Drops Like Stars: A Few Thoughts on Creativity and Suffering
As one of the best and most innovative Christian communicators, Rob Bell has a knack for challenging one’s thinking, expectations and experience. His books, including SEX GOD and VELVET ELVIS, have inspired people to reexamine their theology and seek to understand the story of God with fresh nuances and energy.
His latest book, DROPS LIKE STARS, is unexpected and innovative. The oversized hardcover features beautiful graphics by Bell’s friend, Mark Baas. Every line, font and image has been carefully placed to create not just a book, but an experience. It’s no small feat to transform two-dimensional pages into a three-dimensional encounter, but Bell and Baas manage to pull it off with grace and ease. The details of the book --- from the paper quality, to the red, black and white page colors --- make it fun to interact with, but that fun comes at a serious cost.
DROPS LIKE STARS begins by raising the question of two brothers whose wives become pregnant in the same year. One has a gorgeous healthy baby boy; the other has a miscarriage. How do you resolve this kind of injustice? How do you reconcile that which seems so unfair? How do you handle the emotional swing from grief to celebration? These are the types of questions that Bell raises throughout the book. Though there seems to be little to no resolve, the answer is found in recognizing that even in the brokenness and pain, we can experience and discover truths in ways we could not otherwise.
The book has six sections that aren’t really identifiable, until the end, when the table of contents appears. These include the art of disruption, the art of honesty, the art of the ache, the art of solidarity, the art of elimination, and the art of failure. Bell reveals that in the very things in life that we often want to run away from, we can discover new things about ourselves and God.
“But it’s in that disappointment, in that confusion, in that pain --- the pain that comes from things not going how I wanted them to --- that I find the same thing happening, again and again. I come to the end of myself, to the end of my power, the end of my strength, the end of my understanding, only to find that in that place of powerlessness a strength and peace that weren’t there before. I keep discovering that it’s in the blemish that the Spirit enters. The cross, it turns out, is about the mysterious work of God.”

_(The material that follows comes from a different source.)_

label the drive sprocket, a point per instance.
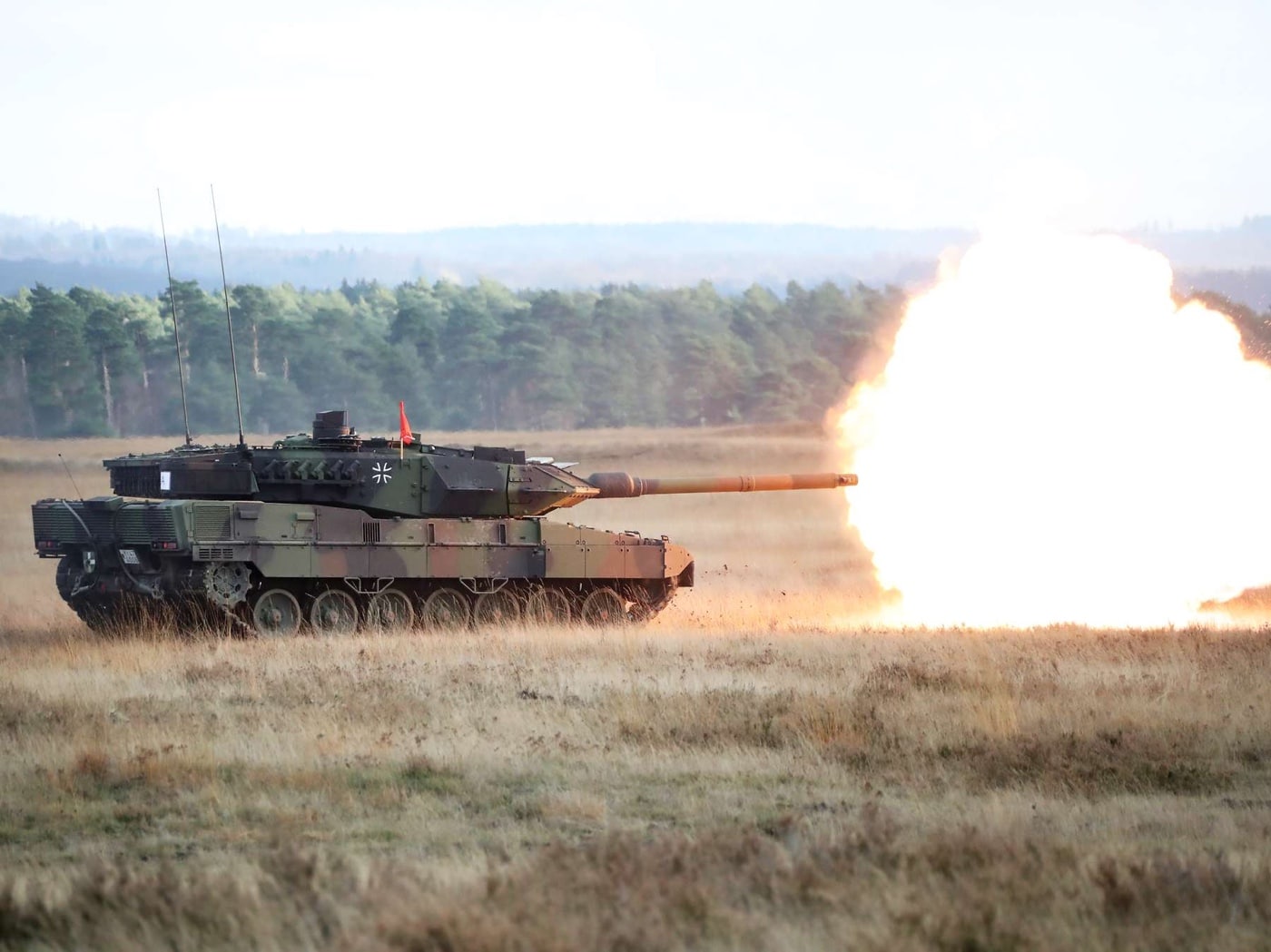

DROPS LIKE STARS can be read in less than an hour for most, less than a half an hour for some. With many of the pages containing only a handful of words and some none at all, the $34.99 price tag will leave some readers wondering, “Where’s the content?” which in some ways contains its own ironic beauty. Maybe by recognizing that readers really do want to buy words --- not just white space --- Bell will learn to fill his books with quality and quantity all the while recognizing that the two really do go nicely together.